Av8trxx said:I don't know jack about flying for Coke, but I did meet a Coke pilot a few years back at the Women In Aviation Conference. She was a former F/A for the company who went out and got her ratings, then was offered a Citation F/O position at less than 400TT! I was amazed.
A corp F/A friend of mine is trying to do the very same thing now and is hoping for a F/O slot somplace with pretty low time. How common is this type of thing anyway? She also heard of some internals getting jobs at low TT with her company.
Yes,
Coke once required all of their pilots to work as FA's first (maybe they still do). That is probably how this happened.
I know of corporate flight departments that use professional FAs, but Coke is the only one that I know of that requires pilots to work as FAs for a while before they can upgrade to pilot.
Here is a career development idea for you. Instead of trying to use your gender as a short-cut to the cockpit of some EEOC generated corporate job, why don't you get a job flying freight at night. Get some real world PIC time flying poorly maintained aircraft in all kinds of bad WX. Then, when you have some good experience, start applying for better jobs.

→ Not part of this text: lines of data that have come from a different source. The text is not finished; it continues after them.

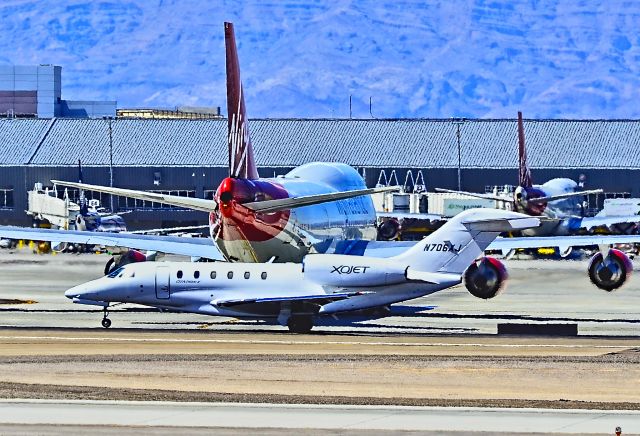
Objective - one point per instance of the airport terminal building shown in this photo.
(189, 157)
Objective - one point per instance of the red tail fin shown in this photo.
(524, 175)
(242, 163)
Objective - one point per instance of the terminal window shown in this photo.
(6, 199)
(126, 203)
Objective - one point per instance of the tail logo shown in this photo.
(239, 141)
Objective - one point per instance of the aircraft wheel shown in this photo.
(300, 324)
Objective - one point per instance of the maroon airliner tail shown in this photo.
(524, 175)
(242, 162)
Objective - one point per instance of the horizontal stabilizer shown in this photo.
(562, 196)
(503, 225)
(319, 299)
(477, 195)
(269, 206)
(173, 200)
(431, 277)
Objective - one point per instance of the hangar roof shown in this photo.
(417, 143)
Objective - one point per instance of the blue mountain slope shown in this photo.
(304, 58)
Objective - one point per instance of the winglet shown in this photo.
(524, 175)
(241, 159)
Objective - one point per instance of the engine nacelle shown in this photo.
(343, 270)
(485, 278)
(610, 272)
(131, 256)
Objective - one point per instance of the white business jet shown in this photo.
(323, 284)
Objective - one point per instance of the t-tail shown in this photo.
(458, 243)
(524, 175)
(241, 159)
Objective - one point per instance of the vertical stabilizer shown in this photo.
(241, 160)
(524, 175)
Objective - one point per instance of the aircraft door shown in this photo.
(162, 282)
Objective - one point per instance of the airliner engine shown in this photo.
(610, 272)
(388, 230)
(485, 278)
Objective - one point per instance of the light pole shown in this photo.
(110, 162)
(458, 122)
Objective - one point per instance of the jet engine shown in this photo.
(130, 256)
(388, 230)
(611, 271)
(485, 278)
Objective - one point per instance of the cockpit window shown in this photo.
(115, 273)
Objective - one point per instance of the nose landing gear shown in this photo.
(106, 322)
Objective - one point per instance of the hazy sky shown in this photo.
(428, 59)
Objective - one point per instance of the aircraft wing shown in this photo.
(318, 299)
(195, 247)
(268, 206)
(561, 196)
(562, 242)
(174, 200)
(477, 195)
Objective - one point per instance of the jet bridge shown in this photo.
(45, 206)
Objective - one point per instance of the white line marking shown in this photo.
(277, 342)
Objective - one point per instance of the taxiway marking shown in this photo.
(288, 342)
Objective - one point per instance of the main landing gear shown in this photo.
(106, 322)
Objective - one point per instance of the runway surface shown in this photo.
(259, 417)
(538, 292)
(437, 351)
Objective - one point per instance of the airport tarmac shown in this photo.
(292, 419)
(436, 351)
(538, 292)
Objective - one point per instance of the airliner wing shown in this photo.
(268, 206)
(173, 200)
(477, 195)
(201, 204)
(561, 196)
(195, 247)
(409, 215)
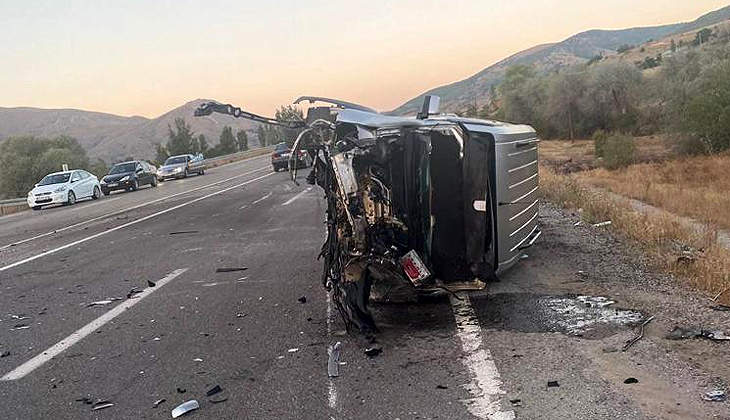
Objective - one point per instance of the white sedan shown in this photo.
(64, 188)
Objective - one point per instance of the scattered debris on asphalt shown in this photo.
(229, 269)
(717, 395)
(373, 351)
(102, 404)
(333, 365)
(681, 333)
(631, 342)
(132, 293)
(185, 408)
(216, 389)
(103, 302)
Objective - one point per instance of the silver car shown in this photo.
(181, 166)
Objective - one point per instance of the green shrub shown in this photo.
(618, 151)
(599, 142)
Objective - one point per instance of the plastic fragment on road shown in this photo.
(216, 389)
(373, 351)
(333, 364)
(185, 407)
(632, 341)
(717, 395)
(229, 269)
(100, 405)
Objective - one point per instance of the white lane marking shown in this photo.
(262, 198)
(486, 385)
(87, 329)
(133, 222)
(332, 389)
(291, 200)
(127, 209)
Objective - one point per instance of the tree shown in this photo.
(242, 141)
(227, 143)
(706, 112)
(180, 138)
(261, 135)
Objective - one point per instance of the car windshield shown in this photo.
(55, 179)
(175, 160)
(122, 168)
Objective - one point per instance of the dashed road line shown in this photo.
(87, 329)
(486, 385)
(293, 199)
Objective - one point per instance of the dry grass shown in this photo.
(579, 155)
(661, 235)
(697, 187)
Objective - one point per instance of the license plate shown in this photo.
(414, 268)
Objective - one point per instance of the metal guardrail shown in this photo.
(15, 205)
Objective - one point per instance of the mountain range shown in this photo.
(113, 137)
(545, 58)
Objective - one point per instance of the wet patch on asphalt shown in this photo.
(592, 317)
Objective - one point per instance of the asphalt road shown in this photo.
(489, 354)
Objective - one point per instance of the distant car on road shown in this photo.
(181, 166)
(281, 155)
(128, 176)
(64, 188)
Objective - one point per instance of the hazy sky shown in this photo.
(144, 57)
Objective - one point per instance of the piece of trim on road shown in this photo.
(486, 385)
(133, 222)
(87, 329)
(127, 209)
(291, 200)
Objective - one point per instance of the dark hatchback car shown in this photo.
(281, 155)
(129, 176)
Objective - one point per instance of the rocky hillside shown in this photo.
(112, 137)
(548, 57)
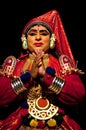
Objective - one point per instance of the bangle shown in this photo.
(57, 85)
(17, 86)
(25, 76)
(50, 71)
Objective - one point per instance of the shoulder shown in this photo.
(66, 64)
(8, 65)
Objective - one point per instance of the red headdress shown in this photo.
(53, 22)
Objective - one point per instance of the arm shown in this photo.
(10, 88)
(71, 92)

I don't really blame you for trying to avoid paying dues in this business. It isn't much fun. In the long-run you will be better off for having done it that way. I also don't discount anything that you say just because you lack a lot of experience.

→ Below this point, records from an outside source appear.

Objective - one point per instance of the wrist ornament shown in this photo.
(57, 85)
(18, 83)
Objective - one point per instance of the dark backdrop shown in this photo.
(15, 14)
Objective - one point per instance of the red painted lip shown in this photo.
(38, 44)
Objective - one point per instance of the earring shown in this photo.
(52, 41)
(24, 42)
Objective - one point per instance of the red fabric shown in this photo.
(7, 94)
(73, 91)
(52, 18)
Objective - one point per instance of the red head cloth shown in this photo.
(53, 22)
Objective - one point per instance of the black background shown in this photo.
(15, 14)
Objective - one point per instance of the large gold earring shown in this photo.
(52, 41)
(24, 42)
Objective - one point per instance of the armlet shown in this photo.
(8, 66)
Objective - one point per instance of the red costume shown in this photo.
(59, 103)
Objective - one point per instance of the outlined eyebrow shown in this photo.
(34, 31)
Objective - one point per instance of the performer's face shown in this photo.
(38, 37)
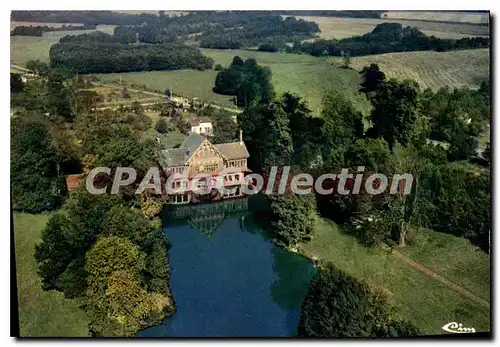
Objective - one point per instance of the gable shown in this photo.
(206, 150)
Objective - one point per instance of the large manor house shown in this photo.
(198, 155)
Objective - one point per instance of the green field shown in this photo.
(426, 302)
(442, 16)
(25, 48)
(466, 68)
(305, 75)
(41, 313)
(339, 28)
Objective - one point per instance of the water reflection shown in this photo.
(228, 279)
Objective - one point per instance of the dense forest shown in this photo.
(262, 29)
(108, 252)
(39, 30)
(104, 57)
(228, 29)
(344, 14)
(387, 38)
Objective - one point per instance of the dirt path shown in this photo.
(234, 110)
(441, 279)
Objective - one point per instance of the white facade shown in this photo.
(202, 128)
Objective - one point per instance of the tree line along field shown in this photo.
(416, 295)
(25, 48)
(41, 313)
(433, 70)
(339, 28)
(303, 74)
(440, 16)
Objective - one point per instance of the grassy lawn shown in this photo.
(168, 140)
(466, 68)
(454, 258)
(41, 313)
(416, 296)
(25, 48)
(303, 74)
(191, 83)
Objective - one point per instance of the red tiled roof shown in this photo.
(73, 181)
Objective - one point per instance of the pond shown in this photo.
(228, 279)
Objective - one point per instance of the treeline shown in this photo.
(387, 38)
(340, 306)
(108, 252)
(433, 136)
(229, 29)
(39, 30)
(344, 14)
(249, 82)
(261, 30)
(87, 56)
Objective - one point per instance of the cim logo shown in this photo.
(457, 328)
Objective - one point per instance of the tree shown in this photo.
(225, 128)
(346, 58)
(16, 83)
(394, 111)
(339, 306)
(293, 217)
(161, 126)
(125, 93)
(38, 67)
(249, 82)
(266, 133)
(373, 154)
(35, 181)
(110, 254)
(372, 78)
(342, 126)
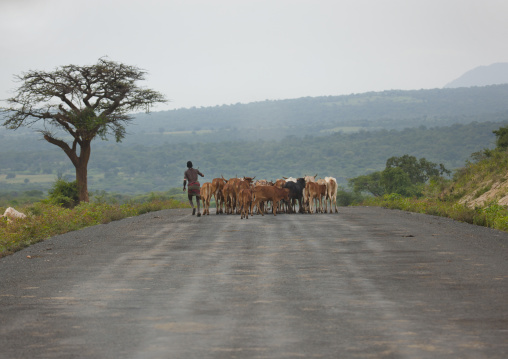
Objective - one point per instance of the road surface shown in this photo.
(364, 283)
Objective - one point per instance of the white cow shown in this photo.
(10, 213)
(331, 195)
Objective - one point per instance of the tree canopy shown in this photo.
(81, 101)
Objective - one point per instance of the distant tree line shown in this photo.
(135, 168)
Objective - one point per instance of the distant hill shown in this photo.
(494, 74)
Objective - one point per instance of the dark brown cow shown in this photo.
(217, 191)
(206, 196)
(230, 194)
(245, 201)
(269, 193)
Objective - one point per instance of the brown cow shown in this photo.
(217, 190)
(269, 193)
(331, 188)
(206, 196)
(230, 195)
(314, 192)
(243, 183)
(245, 201)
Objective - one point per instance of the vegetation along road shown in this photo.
(364, 283)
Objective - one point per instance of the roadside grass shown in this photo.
(46, 220)
(492, 215)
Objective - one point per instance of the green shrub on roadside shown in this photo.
(64, 193)
(45, 220)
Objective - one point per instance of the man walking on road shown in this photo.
(191, 175)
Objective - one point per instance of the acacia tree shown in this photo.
(81, 101)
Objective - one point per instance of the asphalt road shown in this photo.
(364, 283)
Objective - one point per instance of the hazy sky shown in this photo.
(215, 52)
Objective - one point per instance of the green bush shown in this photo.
(64, 193)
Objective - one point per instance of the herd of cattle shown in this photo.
(242, 195)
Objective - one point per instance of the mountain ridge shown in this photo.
(494, 74)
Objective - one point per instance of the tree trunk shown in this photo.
(82, 171)
(82, 181)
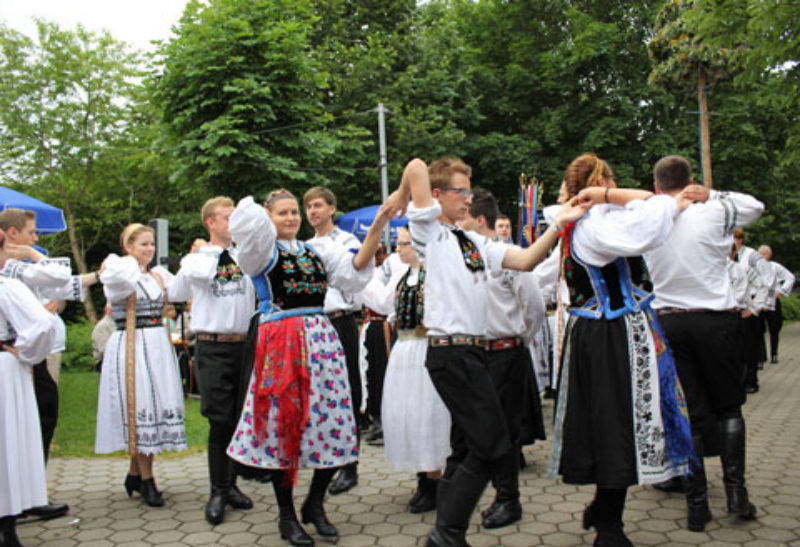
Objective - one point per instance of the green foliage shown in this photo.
(77, 419)
(78, 355)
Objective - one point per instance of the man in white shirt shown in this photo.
(51, 281)
(696, 307)
(342, 308)
(515, 311)
(455, 316)
(223, 302)
(784, 281)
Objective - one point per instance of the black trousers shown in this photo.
(377, 360)
(479, 435)
(347, 329)
(47, 400)
(218, 379)
(774, 321)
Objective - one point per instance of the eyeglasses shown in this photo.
(462, 192)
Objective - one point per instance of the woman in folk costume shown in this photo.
(27, 332)
(298, 408)
(621, 417)
(416, 424)
(140, 403)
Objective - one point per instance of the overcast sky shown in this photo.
(133, 21)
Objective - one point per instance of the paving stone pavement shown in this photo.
(374, 513)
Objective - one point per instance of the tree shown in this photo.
(241, 91)
(65, 101)
(681, 60)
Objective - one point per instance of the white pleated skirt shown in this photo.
(23, 483)
(416, 423)
(160, 416)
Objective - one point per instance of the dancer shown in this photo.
(298, 412)
(617, 376)
(416, 422)
(694, 299)
(140, 402)
(455, 316)
(27, 332)
(223, 301)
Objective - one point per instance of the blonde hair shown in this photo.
(442, 170)
(131, 232)
(210, 206)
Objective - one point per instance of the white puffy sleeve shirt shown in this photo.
(610, 231)
(455, 297)
(25, 319)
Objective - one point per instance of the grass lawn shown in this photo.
(77, 416)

You seem to have enough experience to land a job flying a Baron or Navajo hauling checks or cargo. I started that way with less experience than you have now. Those aircraft lead to the Carvan (PIC turbine time), which lead to the B20 (multi PIC turbine time), which lead to the Lear (multi jet PIC time). The pay was not great, but the experience is valuable, more so than sitting in the right seat of some corporate jet for years, unable to ever upgrade due to a lack of PIC experience.